11 Oktober 2022
KOLKATA – Pihak berwenang dan sukarelawan di negara bagian Mizoram di India timur laut sedang berjuang untuk mengendalikan lonjakan populasi tikus yang mengancam akan menghancurkan sebagian besar tanaman padi pada akhir bulan ini.
Lonjakan jumlah hewan pengerat ini diyakini disebabkan oleh berbunganya spesies bambu baru-baru ini yang disebut Dendrocalamus longispathus, yang secara lokal dikenal sebagai Rawnal dan banyak ditemukan di Mizoram, yang terletak di sebelah Myanmar.
Sebanyak 57 persen wilayah geografis negara bagian ini diperkirakan berada di bawah naungan bambu.
Pohon bambu berbunga menghasilkan biji kaya protein yang dimakan tikus, sehingga membantu meningkatkan populasinya. Mereka menyerang ladang dan lumbung setelah memotong bibit bambu di alam liar, bahkan menyebabkan kondisi seperti kelaparan di wilayah tertentu.
Spesies bambu memiliki siklus pembungaan yang berbeda-beda, mulai dari setiap tiga hingga 150 tahun sekali.
Tn. James Lalsiamliana, direktur departemen pertanian di Mizoram, mengatakan sekitar 570 hektar lahan telah terkena dampak serangan hewan pengerat di seluruh negara bagian tersebut, menunjukkan hal itu mungkin terkait dengan mekarnya Rawnal yang “nyaman”.
Meskipun jumlah kerusakan belum dapat dipastikan, ia mengatakan kepada The Straits Times bahwa kerusakan yang dilaporkan sebagian besar berkisar antara 0,5 persen hingga 10 persen, dengan beberapa kasus di mana seluruh tanaman padi hancur.
Sejak penduduk setempat mulai melaporkan adanya hewan pengerat di ladang mereka pada bulan Agustus, pemerintah telah menyediakan rodentisida kepada para petani serta melatih penduduk setempat untuk melakukan peracunan massal terhadap tikus.
Beberapa daerah telah mengendalikan populasi tikus, namun Lalsiamliana mengatakan jika hewan pengerat terus bertambah banyak, mungkin ada “kerugian” pada panen padi yang dijadwalkan pada akhir Oktober dan November.
Serangan terakhir hewan pengerat di Mizoram terjadi sekitar tahun 2006 hingga 2007, ketika spesies bambu dominan di Mizoram, Melocanna baccifera, berkembang biak.
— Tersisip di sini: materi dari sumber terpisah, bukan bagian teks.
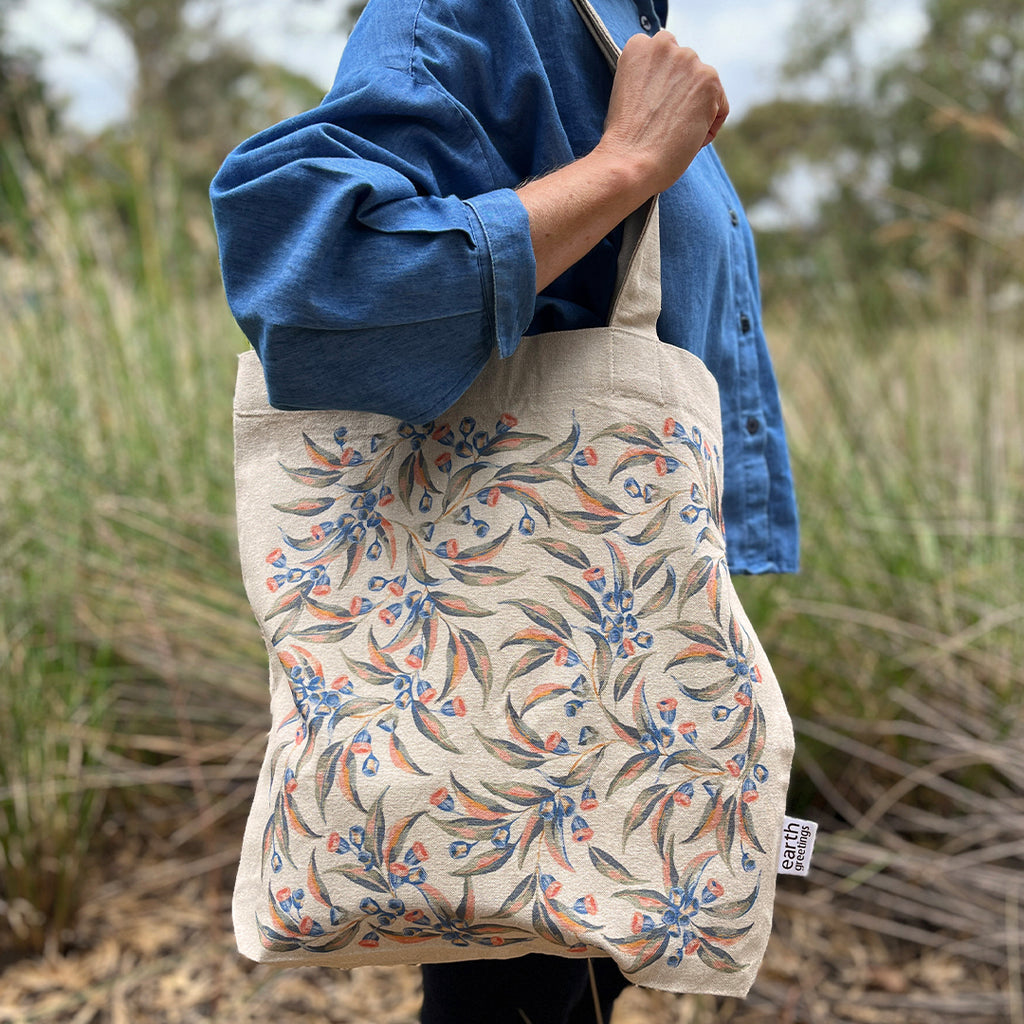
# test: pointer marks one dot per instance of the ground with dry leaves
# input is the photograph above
(155, 947)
Beberapa bagian negara bagian tersebut bahkan melaporkan kondisi seperti kelaparan, sehingga kelompok pemberi bantuan harus turun tangan memberikan bantuan.
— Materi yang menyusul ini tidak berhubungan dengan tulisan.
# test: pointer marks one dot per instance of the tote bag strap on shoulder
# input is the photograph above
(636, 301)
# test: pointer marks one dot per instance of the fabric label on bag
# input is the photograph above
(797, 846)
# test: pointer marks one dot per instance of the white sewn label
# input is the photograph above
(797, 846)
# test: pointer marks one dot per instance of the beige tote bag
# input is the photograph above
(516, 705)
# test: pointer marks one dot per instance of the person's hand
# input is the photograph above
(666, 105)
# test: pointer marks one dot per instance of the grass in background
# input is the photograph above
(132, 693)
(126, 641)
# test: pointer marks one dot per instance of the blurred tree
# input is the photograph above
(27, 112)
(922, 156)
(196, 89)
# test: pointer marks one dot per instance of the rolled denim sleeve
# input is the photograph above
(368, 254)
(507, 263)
Spesies yang dikenal secara lokal sebagai Mautak ini memiliki siklus berbunga sekitar 48 tahun atau lebih. Bunga ini terakhir kali mekar secara luas pada tahun 1958, yang menyebabkan kelaparan di Mautam yang menewaskan sedikitnya 100 orang dan menyebabkan kerugian finansial yang sangat besar.
Hal ini juga mengubah jalannya sejarah negara. Buruknya penanganan kelaparan oleh otoritas federal dan regional memicu pemberontakan selama dua dekade di wilayah tersebut, yang akhirnya mencapai puncaknya dengan perjanjian damai dan pembentukan Mizoram sebagai negara bagian ke-23 di India pada tahun 1987.
Pembungaan besar-besaran berikutnya diperkirakan terjadi pada tahun 2025, ketika spesies Bambusa tulda, yang dikenal secara lokal sebagai Rawthing, mulai berbunga. Ia juga memiliki siklus sekitar 48 tahun dan terakhir mekar pada tahun 1977, menyebabkan kelaparan di Thingtam dan kesusahan yang meluas.
Berbeda dengan siklus pembungaan Mautak dan Rawthing yang lebih banyak didokumentasikan dan diteliti, hanya ada sedikit informasi tentang Rawnal.
Dr Sandeep Yadav, ilmuwan dari Dewan Penelitian dan Pendidikan Kehutanan India, mengatakan Rawnal memiliki siklus berbunga sekali dalam sekitar 20-32 tahun.
“Tumbuhan diperkirakan akan bereaksi dalam siklus tersebut, namun hal ini belum tentu terjadi di alam. Saya telah melihat spesies ini berbunga secara sporadis di kantong berbeda di seluruh Mizoram. Terkadang tanaman Rawnal yang berbunga dan tidak berbunga bisa ditemukan di kantong iklim mikro yang sama,” ujarnya kepada ST.
Namun, Lalsiamliana tidak memperkirakan kejadian seperti kelaparan akan terulang kembali, mengingat kondisi jalan yang jauh lebih baik dan jaringan komunikasi yang memudahkan pengiriman bantuan makanan.